Entre os humanos tormentos,
são exemplo e aviso,
Pois estamos tão cercados

De ciladas e inimigos!
“Santa! Santa! Santa Clara!”
os anjos cantam.
( E aqui com Deus, finalizo)

“Pequeno Oratório de Santa Clara”, Cecília Meirelles. Obra Poética, Rio de Janeiro.
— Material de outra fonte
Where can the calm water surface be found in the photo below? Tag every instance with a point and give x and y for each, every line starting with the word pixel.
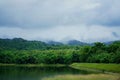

Companhia José Aguiar Editora. 1967 2ª ed., p623-631.

Oração a Santa Clara

Clara, coração transbordante,
acende a alegria.

Clara, louca de amor,
orienta a nossa ternura.

Clara, de nome e de vida,
guia-nos na noite.

Clara, fervor do Espírito,
dissipa nossos temores.

Clara, candeia sobre a mesa,
une-nos em família.

Clara, dos olhos límpidos,
tira o pó de nossas pálpebras.

Clara, mãe e irmã,
Roga por nós.
Roga por estas mãos
que por vezes se equivocam.
Roga por estes olhos
que por vezes se fecham.
Roga por este coração
que não ama como deveria.

Clara, mãe e irmã
roga pela paz que nos falta,
pela esperança que não temos
pela alegria que se esvai.

Clara, mãe e irmã,
roga ao Senhor para que nos conceda
o dom da fidelidade
e o dom de novos irmãos e novas irmãs.